В этом-то 1817 году четверо юных парижан выкинули «забавную штуку».
Глава вторая.
Двойной квартет
Парижане эти были: один из Тулузы, другой из Лиможа, третий из Кагора, четвертый из Монтобана; но они были студенты, а студент — это парижанин: учиться в Париже — все равно что родиться в Париже.

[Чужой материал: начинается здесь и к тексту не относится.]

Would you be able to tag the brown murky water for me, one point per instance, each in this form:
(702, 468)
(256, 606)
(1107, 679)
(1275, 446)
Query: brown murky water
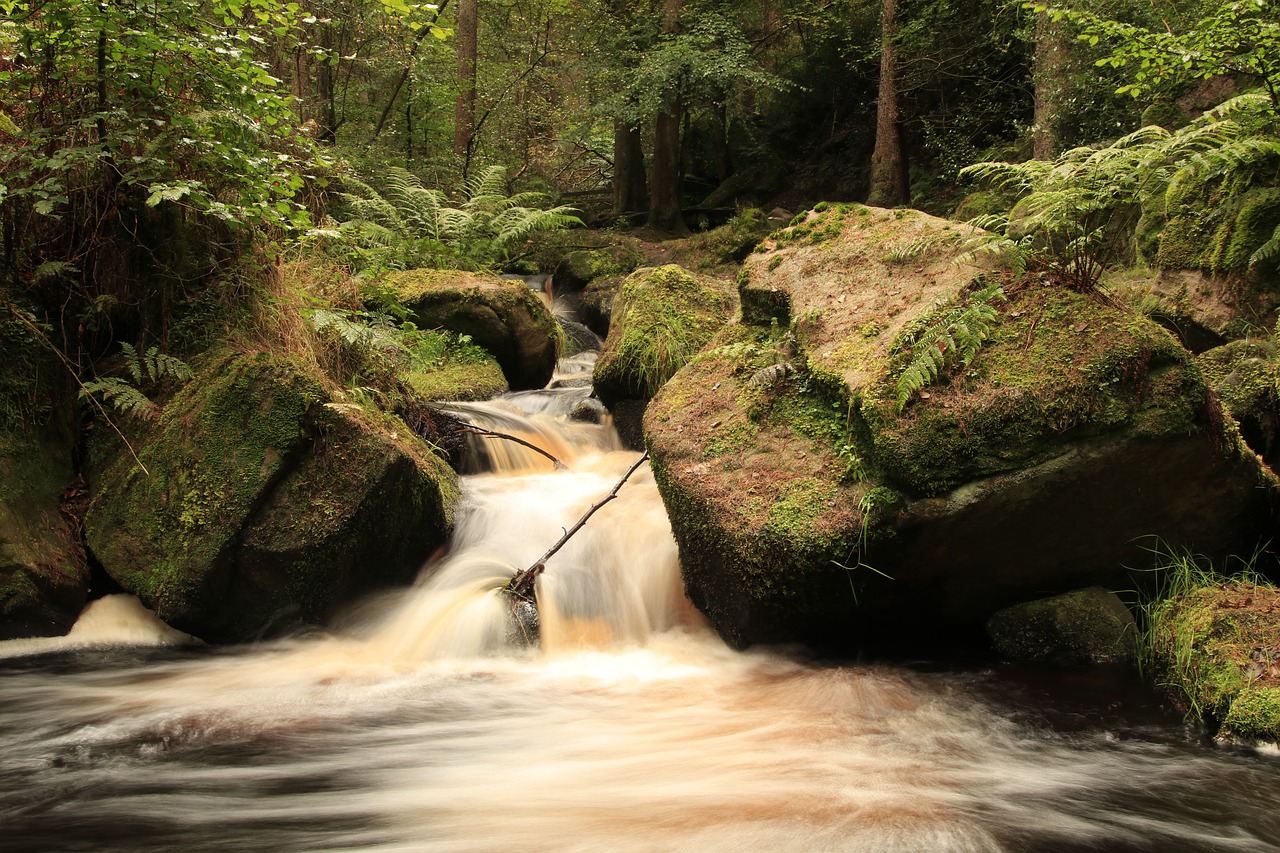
(414, 726)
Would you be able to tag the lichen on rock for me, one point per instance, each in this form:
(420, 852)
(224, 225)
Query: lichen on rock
(812, 501)
(264, 506)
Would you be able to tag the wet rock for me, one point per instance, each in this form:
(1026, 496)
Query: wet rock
(1078, 628)
(839, 501)
(501, 315)
(263, 506)
(662, 318)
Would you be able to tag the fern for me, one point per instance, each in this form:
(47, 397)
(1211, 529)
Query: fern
(149, 369)
(122, 396)
(485, 227)
(951, 336)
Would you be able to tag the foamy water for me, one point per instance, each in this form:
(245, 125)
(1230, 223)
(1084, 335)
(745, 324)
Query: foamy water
(416, 726)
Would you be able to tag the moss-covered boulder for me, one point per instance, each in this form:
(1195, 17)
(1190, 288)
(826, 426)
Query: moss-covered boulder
(503, 316)
(1246, 377)
(662, 316)
(821, 489)
(583, 267)
(1216, 652)
(44, 575)
(264, 505)
(1077, 628)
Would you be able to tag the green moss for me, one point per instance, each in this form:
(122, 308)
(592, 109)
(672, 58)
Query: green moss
(1059, 366)
(662, 318)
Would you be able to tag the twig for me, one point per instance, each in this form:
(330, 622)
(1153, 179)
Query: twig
(481, 430)
(522, 584)
(71, 369)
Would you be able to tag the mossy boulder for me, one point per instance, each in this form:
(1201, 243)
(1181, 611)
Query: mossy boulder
(504, 316)
(1246, 377)
(816, 496)
(1216, 652)
(264, 506)
(662, 316)
(583, 267)
(44, 575)
(1077, 628)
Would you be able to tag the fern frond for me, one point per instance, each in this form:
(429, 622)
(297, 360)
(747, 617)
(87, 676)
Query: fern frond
(952, 336)
(122, 396)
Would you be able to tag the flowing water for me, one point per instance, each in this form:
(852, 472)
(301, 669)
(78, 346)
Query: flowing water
(415, 725)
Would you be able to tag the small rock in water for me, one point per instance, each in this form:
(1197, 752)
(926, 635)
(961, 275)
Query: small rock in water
(524, 626)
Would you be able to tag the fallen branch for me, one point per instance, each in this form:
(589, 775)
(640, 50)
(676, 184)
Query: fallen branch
(521, 589)
(481, 430)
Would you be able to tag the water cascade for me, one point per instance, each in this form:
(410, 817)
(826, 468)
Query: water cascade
(416, 724)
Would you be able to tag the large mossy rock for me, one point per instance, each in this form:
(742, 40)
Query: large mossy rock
(1077, 628)
(503, 316)
(44, 575)
(662, 316)
(263, 506)
(812, 498)
(1246, 377)
(1216, 652)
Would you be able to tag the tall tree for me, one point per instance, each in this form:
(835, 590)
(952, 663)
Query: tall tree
(664, 177)
(465, 114)
(888, 185)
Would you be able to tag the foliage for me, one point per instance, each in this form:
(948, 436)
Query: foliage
(149, 370)
(1235, 37)
(488, 228)
(1075, 215)
(950, 334)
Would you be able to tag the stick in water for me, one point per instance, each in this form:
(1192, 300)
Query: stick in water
(522, 584)
(481, 430)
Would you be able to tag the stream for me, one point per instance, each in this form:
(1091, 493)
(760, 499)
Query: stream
(415, 724)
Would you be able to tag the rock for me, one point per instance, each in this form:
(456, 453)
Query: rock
(595, 304)
(44, 575)
(833, 502)
(503, 316)
(583, 267)
(1246, 377)
(1077, 628)
(1216, 653)
(264, 506)
(662, 318)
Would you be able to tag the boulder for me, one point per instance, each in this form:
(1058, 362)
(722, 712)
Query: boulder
(501, 315)
(1246, 377)
(264, 505)
(44, 575)
(1077, 628)
(662, 316)
(826, 483)
(1216, 652)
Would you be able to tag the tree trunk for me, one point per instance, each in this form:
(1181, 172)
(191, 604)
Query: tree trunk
(664, 177)
(1051, 76)
(888, 162)
(630, 191)
(465, 114)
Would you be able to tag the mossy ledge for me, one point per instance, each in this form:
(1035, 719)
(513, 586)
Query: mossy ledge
(504, 316)
(263, 506)
(812, 503)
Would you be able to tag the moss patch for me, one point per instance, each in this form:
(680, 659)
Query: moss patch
(1216, 649)
(662, 318)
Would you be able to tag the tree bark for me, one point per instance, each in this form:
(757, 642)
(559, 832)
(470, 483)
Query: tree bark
(664, 177)
(888, 185)
(1050, 74)
(630, 190)
(465, 113)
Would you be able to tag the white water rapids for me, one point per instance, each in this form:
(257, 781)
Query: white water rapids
(414, 726)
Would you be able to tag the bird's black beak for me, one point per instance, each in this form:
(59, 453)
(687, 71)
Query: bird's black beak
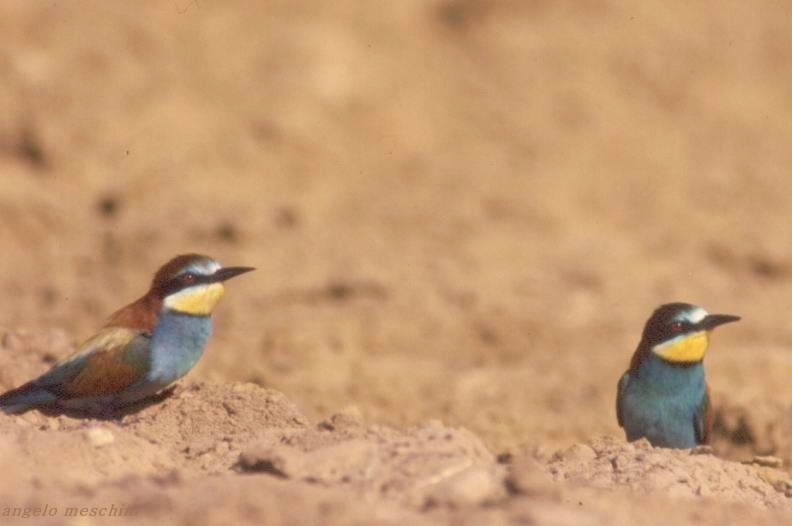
(713, 320)
(229, 272)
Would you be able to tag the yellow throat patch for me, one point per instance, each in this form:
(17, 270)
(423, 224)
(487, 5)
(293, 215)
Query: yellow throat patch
(687, 349)
(198, 300)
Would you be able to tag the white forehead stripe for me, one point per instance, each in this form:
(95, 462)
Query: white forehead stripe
(694, 315)
(204, 267)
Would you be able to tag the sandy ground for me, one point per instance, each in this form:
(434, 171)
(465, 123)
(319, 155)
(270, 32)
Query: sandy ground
(461, 212)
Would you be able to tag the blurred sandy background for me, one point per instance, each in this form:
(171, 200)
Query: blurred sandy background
(460, 209)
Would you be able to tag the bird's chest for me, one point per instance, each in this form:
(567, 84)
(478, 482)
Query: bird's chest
(177, 343)
(662, 404)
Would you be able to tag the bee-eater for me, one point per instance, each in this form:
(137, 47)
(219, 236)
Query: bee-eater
(142, 348)
(664, 396)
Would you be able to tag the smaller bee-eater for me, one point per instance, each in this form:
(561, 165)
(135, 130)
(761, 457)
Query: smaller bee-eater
(664, 396)
(142, 348)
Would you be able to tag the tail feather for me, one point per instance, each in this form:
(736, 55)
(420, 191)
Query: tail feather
(25, 397)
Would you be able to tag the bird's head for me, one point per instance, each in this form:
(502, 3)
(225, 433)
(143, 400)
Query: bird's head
(192, 283)
(679, 332)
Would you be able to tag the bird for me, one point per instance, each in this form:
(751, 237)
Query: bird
(664, 396)
(142, 348)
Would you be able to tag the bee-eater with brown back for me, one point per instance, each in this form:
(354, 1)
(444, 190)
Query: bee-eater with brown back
(663, 396)
(142, 348)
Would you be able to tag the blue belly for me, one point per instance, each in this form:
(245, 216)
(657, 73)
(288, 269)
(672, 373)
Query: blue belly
(662, 402)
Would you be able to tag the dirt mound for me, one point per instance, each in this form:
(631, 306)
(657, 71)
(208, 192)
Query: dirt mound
(209, 451)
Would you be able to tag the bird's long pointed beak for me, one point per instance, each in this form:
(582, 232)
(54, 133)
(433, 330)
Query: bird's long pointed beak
(713, 320)
(229, 272)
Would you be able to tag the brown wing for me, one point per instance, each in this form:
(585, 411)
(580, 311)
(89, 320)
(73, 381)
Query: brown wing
(108, 362)
(704, 419)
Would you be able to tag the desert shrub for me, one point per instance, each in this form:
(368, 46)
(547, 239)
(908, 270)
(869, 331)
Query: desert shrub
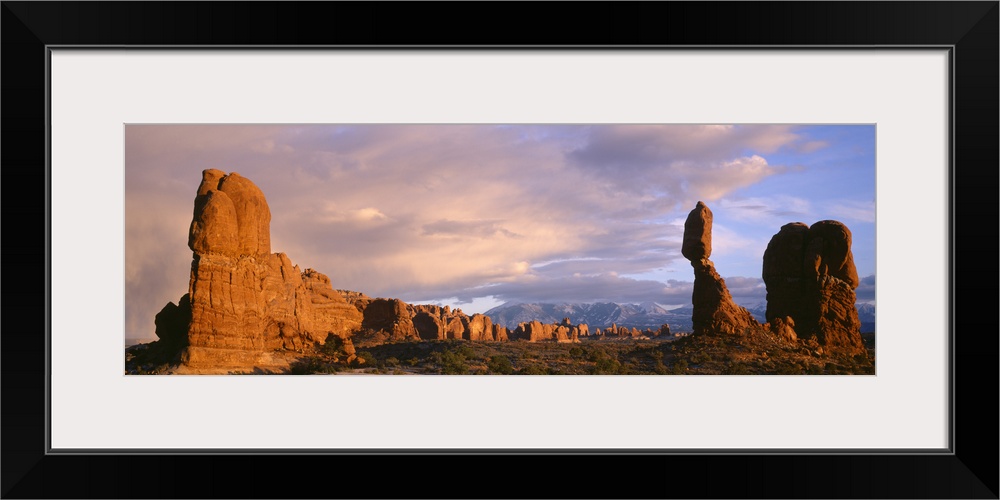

Эти молодые люди нечего собой не представляли; всем случалось видеть им подобных — четыре образчика «первого встречного». Не добрые и не злые, не ученые и не невежды, не гении и не дураки, все они пленяли очарованием того апреля, имя которому «двадцать лет». То были просто четыре Оскара, ибо Артуров еще не существовало в ту эпоху. «Воскурите для него благовония Аравии, — восклицал романс, — Оскар идет, я увижу Оскара!» Увлечение Оссианом еще не остыло; образцом изящества считались скандинавы и шотландцы; подлинный английский стиль одержал верх лишь значительно позднее; первый из Артуров, Веллингтон, только недавно выиграл сражение при Ватерлоо.
Этих Оскаров звали: одного — Феликс Толомьес из Тулузы, второго — Листолье из Кагора, третьего — Фамейль из Лиможа и последнего — Блашвель из Монтобана. Разумеется, у каждого из них была любовница. Блашвель любил Фэйворитку, получившую это искаженное на английский лад имя после ее поездки в Англию; Листолье обожал Далию, избравшую своей кличкой название цветка; Фамейль боготворил Зефину — уменьшительное от Жозефины; Толомьес обладал Фантиной, прозванной Блондинкой за ее прекрасные волосы цвета солнца.
Фэйворитка, Далия, Зефина и Фантина были четыре восхитительные девушки, благоуханные и сияющие, еще не совсем потерявшие облик работниц и не окончательно расставшиеся с иглой, выбитые из колеи любовными приключениями, но еще сохранившие на лицах безмятежность-спутницу труда, а в душе налет невинности, которая у женщины переживает ее первое падение. Одну из четырех называли молодой, потому что она была младшей, а другую — старухой. «Старухе» было двадцать три года. Чтобы ничего не утаить, сознаемся, что первые три были более опытны, более легкомысленны и сильнее увлечены шумным потоком жизни, нежели белокурая Фантина, переживавшая пору своей первой иллюзии.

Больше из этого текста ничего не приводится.